Diabète, pompe à insuline… comment bien vivre sa sexualité ?

Que ce soit pour des raisons physiques ou psychologiques, le diabète impacte la sexualité des femmes et des hommes qui vivent avec la maladie. Celle-ci affecte l’estime de soi, perturbe la biologie des individus, entraînant des troubles sexuels. Les pompes à insuline peuvent représenter une contrainte supplémentaire : que faire avec l’appareil lorsque je veux avoir un rapport avec mon partenaire ? Comment gérer ma glycémie dans ces conditions si je dois la débrancher ? Des solutions et retours d’expériences existent aujourd’hui pour mieux appréhender la sexualité avec le diabète.

Selon l’Organisation mondiale de la santé, « la santé sexuelle fait partie intégrante de la santé, du bien-être et de la qualité de vie dans son ensemble ». Et le diabète peut avoir des conséquences importantes sur la sexualité des patients.

Les troubles de la sexualité chez les hommes

Chez les hommes, les troubles engendrés sont aujourd’hui bien identifiés. Le diabète, qu’il soit de type 1 ou de type 2, peut entraîner des problèmes d’érection (dysfonction érectile) et de l’éjaculation aux origines physique ou psychologique. Le diabète provoque une atteinte des artères (artériosclérose), des nerfs (neuropathie) et des tissus caverneux, ce qui peut entraîner une insuffisance ou une absence d’érection. Une glycémie déséquilibrée, et certaines pathologies associées peuvent encore renforcer les impacts négatifs sur la physiologie (1).

Pour André Corman, Médecin Sexologue et Andrologue, « Le diabète modifie l’élasticité des corps caverneux, les érections deviennent donc « molles » et plus difficiles à maintenir. Le « kairos » (ou l’art de saisir l’instant « t ») joue un rôle majeur : Si l’intervention est trop tardive, la dysfonction érectile sera beaucoup plus difficile à soigner ensuite. Celle-ci s’aggrave lorsqu’elle n’est pas soignée, et le corps médical doit être proactif pour la détecter et la prendre en charge. »

Beaucoup d’informations sont aujourd’hui disponibles sur les hommes et les troubles de l’érection. « Au bout de 10 ans d’évolution d’un diabète on est à peu près sûr qu’il va y avoir des problèmes d’érection » précise André Corman. « Mais, dès le diagnostic parfois, un homme peut être sûr psychologiquement que ses problèmes d’érection viennent du diabète. Dans ce cas, cette anxiété anticipatoire peut entraîner ou aggraver ses problèmes d’érection. »

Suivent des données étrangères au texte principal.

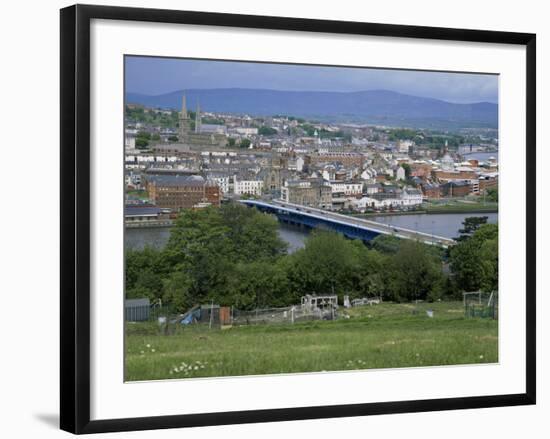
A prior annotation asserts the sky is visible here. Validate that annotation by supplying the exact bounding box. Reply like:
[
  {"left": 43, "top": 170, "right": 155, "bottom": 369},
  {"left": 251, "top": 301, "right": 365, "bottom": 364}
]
[{"left": 126, "top": 56, "right": 498, "bottom": 103}]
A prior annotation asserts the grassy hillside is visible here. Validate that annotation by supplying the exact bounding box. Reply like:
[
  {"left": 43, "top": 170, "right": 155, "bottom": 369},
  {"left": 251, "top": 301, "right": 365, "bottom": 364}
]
[{"left": 126, "top": 302, "right": 498, "bottom": 381}]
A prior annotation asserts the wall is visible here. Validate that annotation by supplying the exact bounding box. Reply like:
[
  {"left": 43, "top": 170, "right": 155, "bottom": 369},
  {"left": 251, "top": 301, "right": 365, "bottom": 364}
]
[{"left": 0, "top": 0, "right": 550, "bottom": 439}]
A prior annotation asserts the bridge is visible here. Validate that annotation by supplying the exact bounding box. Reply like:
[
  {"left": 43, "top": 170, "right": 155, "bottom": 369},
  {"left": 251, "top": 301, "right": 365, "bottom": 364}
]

Les troubles érectiles augmentent avec l’âge, et l’impuissance n’est pas systématique. Il y a ainsi une relation entre l’équilibre du diabète et la fonction érectile. Des solutions existent pour aider les patients diabétiques à conserver une sexualité. Pour prendre en charge au mieux les troubles sexuels, le patient peut donc équilibrer son diabète, et envisager un traitement adapté à ses besoins (1).

En cas de problèmes d’érection, le médecin peut prescrire des IPDE5 en première intention, et, en cas d’échec il peut prescrire des injections intracaverneuses dans la verge (remboursées par la Sécurité sociale). Elles sont efficaces dans 70 à 80 % des cas, même si le diabète est un peu évolué. Autre possibilité, le recours au vacuum, un cylindre dans lequel le patient enfile sa verge avec une pompe à vide qui favorise l’érection. Une fois celle-ci obtenue, il place un garrot à la racine de la verge qu’il peut conserver 30 minutes. Pour un meilleur maintien de l’érection, ceci peut être couplé avec la prise de comprimés ou une injection intracaverneuse. Enfin, un homme diabétique peut avoir recours à une dernière solution, la pose, sous anesthésie générale, à la racine de la verge, d’implants péniens (1).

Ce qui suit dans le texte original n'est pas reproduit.